Una riflessione sulla leggerezza, alla base del buon design


Nessuna innovazione tecnologica, nessun appartamento ben arredato, nessun filmato sperimentale o in stop motion, nulla di tutto ciò tratterà il seguente articolo. Ancora una volta mi spingo a portare il design al limite, o quantomeno le riflessioni su di esso.

Cedo alla tentazione di condividere qualcosa che non tratti esplicitamente di design, ma che ritengo esserne in qualche modo alla base. La reale autrice della riflessione è Anna Castagnoli, che sul suo blog Le figure dei libri tanto spesso tratta materiale molto utile, bello, interessante, arricchente.

L'articolo che vorrei sottoporvi è una riflessione sulla leggerezza di cui ovviamente vi invito a prenderne visione. Inevitabilmente si parte dalle Lezioni americane di Calvino, e tra una citazione di una foto di Sergio Larrain e di una poesia di John Donne, ci si interroga su cosa sia questa leggerezza, fino a intuirne lo spirito che la anima, quando, dove e come.

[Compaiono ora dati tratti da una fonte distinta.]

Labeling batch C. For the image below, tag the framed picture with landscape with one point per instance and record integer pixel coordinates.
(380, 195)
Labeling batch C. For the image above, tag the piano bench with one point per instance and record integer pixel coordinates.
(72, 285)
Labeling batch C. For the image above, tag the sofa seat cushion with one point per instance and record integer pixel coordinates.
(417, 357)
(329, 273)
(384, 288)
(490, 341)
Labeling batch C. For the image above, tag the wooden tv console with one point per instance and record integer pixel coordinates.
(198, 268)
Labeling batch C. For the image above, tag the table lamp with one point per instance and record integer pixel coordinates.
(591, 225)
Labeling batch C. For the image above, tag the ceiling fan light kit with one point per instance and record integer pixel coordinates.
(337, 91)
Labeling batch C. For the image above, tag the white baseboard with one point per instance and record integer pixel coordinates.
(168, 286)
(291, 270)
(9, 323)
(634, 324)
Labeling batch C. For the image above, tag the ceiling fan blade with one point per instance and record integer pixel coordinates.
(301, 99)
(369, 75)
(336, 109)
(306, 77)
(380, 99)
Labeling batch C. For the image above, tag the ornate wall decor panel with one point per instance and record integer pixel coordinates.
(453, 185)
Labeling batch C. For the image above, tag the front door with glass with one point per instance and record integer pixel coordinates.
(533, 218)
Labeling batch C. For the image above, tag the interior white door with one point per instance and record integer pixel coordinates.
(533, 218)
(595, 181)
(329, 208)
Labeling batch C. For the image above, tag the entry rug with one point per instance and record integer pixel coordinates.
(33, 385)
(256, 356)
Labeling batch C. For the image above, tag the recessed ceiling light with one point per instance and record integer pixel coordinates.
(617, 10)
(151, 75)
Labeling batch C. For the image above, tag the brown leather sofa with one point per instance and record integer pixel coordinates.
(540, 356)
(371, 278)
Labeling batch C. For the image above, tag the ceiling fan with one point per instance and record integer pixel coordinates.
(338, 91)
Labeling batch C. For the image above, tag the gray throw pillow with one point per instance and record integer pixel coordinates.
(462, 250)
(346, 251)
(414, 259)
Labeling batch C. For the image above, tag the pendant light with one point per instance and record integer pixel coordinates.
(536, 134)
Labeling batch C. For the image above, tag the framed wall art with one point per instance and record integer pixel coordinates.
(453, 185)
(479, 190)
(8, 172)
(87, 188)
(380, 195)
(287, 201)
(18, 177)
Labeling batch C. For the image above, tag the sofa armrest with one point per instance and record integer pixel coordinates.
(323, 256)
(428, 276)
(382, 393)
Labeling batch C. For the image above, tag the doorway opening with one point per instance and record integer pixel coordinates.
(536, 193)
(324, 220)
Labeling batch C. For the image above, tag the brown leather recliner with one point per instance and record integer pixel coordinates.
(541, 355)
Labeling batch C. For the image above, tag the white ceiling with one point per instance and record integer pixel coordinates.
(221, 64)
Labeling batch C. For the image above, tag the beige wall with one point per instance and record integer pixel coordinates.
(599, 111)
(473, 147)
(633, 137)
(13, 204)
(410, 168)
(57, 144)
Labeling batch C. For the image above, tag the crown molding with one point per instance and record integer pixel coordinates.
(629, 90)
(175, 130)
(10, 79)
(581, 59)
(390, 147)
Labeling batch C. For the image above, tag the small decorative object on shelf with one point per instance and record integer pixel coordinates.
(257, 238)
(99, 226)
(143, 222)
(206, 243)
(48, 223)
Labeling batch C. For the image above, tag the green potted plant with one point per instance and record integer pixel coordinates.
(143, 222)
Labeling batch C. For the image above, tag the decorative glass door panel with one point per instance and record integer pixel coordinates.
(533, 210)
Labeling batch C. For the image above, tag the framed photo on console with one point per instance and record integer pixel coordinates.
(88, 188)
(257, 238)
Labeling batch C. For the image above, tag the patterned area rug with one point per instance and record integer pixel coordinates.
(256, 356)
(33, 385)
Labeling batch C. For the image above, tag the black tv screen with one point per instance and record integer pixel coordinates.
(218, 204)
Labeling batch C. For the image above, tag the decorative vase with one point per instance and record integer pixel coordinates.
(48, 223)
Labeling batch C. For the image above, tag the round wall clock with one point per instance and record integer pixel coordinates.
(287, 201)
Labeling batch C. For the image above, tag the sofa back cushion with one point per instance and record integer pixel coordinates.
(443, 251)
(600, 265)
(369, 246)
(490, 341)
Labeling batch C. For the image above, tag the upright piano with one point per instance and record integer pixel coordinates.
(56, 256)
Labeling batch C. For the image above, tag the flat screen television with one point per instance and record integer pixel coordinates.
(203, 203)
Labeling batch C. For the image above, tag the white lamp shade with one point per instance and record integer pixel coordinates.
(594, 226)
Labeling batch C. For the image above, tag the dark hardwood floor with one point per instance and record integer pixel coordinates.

Ma perché parlare di leggerezza in relazione al design? Diverse le ragioni: perché i progetti delle cose, fino alle cose stesse, si sottraggano alla gravità che li schiaccia fino all'essere dozzinali, inutili e mal composti. Perché l'oggetto pensato dimostri con semplicità e validità il suo stesso pensiero creatore, genuino e sincero. Perché dovrebbe essere risaputo che il buon design debba essere leggero, ovvero scevro di ogni inutilità, a partire dagli stili, e puntare dritto alla bella funzione.

Credo che imparando a esercitare la leggerezza, pur applicata alla concretezza, ci renderemo conto che se si parte da questa qualità, metà del lavoro di buon design sarà già compiuto, e il nostro lavoro prenderà vita con più garbo, librandosi nell'affollato universo del già esistente.